Many consider raw milk better
Reported March 01, 2010
DALLAS Like most any mom with young children, Iliana Cantavella is used to making a run for a gallon of milk.
But she goes to the tiny store at Lavon Farms, the last dairy left in Collin County. There, for $8 a gallon, she buys milk that comes straight from the registered Guernsey and Jersey cows grazing in the fields around.
No pasteurization. No homogenization. And no approval from the U.S. Food and Drug Administration.
Raw milk, it’s called, and Cantavella is a walking infomercial.
“Since we switched to raw milk, they don’t get sick anymore,” the mother of three said, standing outside the farm store with her latest three gallons. “They used to get ear infections all the time.”
Though the FDA and other health agencies couldn’t be plainer that they consider milk unsafe until it’s gone through bacteria-zapping pasteurization, more and more people have reached their own conclusions and want their milk raw.
Influenced by their experience, and by documentaries and books against processed food, they see raw milk as natural, healthful, better tasting, eco-friendly and supportive of small farms.
The trend has given hope to dairies such as Lavon Farms, which began selling raw milk in September and sold 122 gallons one recent Saturday its best day yet.
“We’re finally getting retail for our product,” said Todd Moore, third-generation owner of Lavon Farms, which earns about $1.60 a gallon for milk sold to a cooperative that in turn sells to big processors for pasteurized, store-bought milk.
States vary in regulating raw milk, with some allowing it in groceries and others forbidding its sale altogether. Texas permits sales only at the dairy, while Ohio does not permit sales directly to consumers.
Just two years ago, Texas had 11 dairies with a Grade A raw milk retail license, and nearly all sold only goat milk. Now, there are 21 selling cow milk, including Lavon Farms.
Though no state agency tracks raw milk production, Gene Wright, milk group program manager for the Texas Department of State Health Services, said it’s clear that the spike in outlets reflects a growing market.
The strength of the raw-milk movement in Texas also can be seen in more than 400 letters sent to the department last year, supporting the expansion of sales to farmers markets.

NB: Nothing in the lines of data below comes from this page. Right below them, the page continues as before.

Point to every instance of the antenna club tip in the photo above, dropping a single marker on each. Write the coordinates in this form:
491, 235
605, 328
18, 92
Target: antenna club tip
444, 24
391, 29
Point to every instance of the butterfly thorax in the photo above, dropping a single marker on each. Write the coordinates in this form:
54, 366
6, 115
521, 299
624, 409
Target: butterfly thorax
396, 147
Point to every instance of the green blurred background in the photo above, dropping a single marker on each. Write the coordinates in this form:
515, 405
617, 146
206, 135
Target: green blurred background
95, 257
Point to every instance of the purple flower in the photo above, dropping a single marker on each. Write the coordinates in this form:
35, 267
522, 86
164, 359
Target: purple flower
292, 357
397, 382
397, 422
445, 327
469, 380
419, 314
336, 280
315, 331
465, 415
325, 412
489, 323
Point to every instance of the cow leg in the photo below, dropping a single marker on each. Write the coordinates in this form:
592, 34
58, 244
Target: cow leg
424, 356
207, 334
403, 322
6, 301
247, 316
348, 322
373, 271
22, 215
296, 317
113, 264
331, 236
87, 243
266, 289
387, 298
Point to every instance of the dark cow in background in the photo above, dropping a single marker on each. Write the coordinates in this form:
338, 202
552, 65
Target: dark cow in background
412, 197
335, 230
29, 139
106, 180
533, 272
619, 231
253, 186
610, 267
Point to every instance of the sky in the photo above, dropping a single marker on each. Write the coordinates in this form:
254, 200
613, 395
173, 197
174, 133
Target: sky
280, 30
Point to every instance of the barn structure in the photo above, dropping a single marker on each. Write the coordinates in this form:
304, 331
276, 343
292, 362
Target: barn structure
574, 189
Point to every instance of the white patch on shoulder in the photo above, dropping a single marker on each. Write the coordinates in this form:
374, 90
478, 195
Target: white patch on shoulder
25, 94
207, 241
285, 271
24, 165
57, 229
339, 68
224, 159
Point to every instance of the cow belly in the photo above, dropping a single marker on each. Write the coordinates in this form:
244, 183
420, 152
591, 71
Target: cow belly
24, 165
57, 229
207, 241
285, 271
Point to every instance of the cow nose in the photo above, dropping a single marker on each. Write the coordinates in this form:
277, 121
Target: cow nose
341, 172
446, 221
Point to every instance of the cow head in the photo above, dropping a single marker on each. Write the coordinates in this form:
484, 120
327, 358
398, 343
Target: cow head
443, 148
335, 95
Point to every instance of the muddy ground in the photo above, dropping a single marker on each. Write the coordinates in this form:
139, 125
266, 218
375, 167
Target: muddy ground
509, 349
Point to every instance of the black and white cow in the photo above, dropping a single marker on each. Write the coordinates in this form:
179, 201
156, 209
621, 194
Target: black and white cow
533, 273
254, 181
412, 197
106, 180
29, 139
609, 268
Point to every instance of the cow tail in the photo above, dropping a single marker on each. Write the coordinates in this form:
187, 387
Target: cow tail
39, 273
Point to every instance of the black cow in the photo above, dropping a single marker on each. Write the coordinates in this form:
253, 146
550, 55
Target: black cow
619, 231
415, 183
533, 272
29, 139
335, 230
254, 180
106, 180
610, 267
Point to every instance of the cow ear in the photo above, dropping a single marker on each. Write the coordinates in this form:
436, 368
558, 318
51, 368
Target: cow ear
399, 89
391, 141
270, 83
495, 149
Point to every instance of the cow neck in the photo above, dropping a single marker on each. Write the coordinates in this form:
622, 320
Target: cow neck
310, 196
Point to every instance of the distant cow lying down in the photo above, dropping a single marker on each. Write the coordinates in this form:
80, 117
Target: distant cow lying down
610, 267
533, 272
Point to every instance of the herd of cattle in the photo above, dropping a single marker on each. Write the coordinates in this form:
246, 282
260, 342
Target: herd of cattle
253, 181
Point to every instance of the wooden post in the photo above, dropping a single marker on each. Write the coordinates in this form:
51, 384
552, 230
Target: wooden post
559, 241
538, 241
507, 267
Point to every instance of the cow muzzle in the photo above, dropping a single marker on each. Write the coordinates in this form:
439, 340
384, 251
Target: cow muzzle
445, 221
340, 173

Then there’s the popping up of cooperatives such as Raw Milk Dallas, whose members take turns driving to the dairy to buy for the group.
“Our biggest order was for 86 gallons, and we average about 40,” said Tiffany Rider, who as co-op leader often makes the 11Ñ2-hour run to Nors Dairy in Hill County.
Lavon Farms is a rolling, 200-acre spread with fields, creeks, barns, silos and farm houses, as well as stone gates inscribed with the year the Moore family took possession 1936. But these days the place is nearly surrounded by development along a six-lane stretch of road that sees an average of 12,600 cars a day.
Few stopped at Lavon Farms until it began selling raw milk. Now, drawn by a plain “Grade A Raw Milk For Sale” sign, or by word of mouth or Internet intelligence, the dairy’s store is often hopping.
Spend a couple of hours inside and you’ll hear everything from nostalgic stories about drinking raw milk on Grandma’s farm to testimonials about such milk’s advantages in homemade yogurt and cheese. Some swear it relieves eczema and arrests kids’ tooth decay and can be drunk with ease by those who thought they were lactose-intolerant.
Mallon Noland, a Plano chiropractor, has become a Lavon Farms regular and said he is delighted to have an outlet 10 minutes from his house.
“I’ve been looking for raw milk for a long time,” he said, adding that his reading had convinced him that it’s nutritionally superior to pasteurized milk.
Ruta Chodavadia grew up drinking raw milk in India and prefers the taste.
“The best part is I see the cows grazing,” the Murphy woman said, standing with a fresh gallon on the other side of a fenced pasture roamed by fawn-and-white Guernseys.
But there’s no fight like a food fight, and the debate about raw milk is conducted across the Internet and beyond. The FDA states on its Web site: “Raw milk is inherently dangerous, and it should not be consumed by anyone at any time,” then lists pathogens that raw milk can contain, including E. coli and Listeria.
Echoing the FDA’s concern is the Centers for Disease Control and Prevention, which links raw-milk consumption to 1,505 illnesses, 185 hospitalizations and two deaths between 1993 and 2006.
Wright said state inspectors visit raw-milk dairies about every six weeks and take samples for lab testing. He contends that pasteurization is one of the great public health success stories and strongly agrees with the FDA that drinking unpasteurized milk is too risky.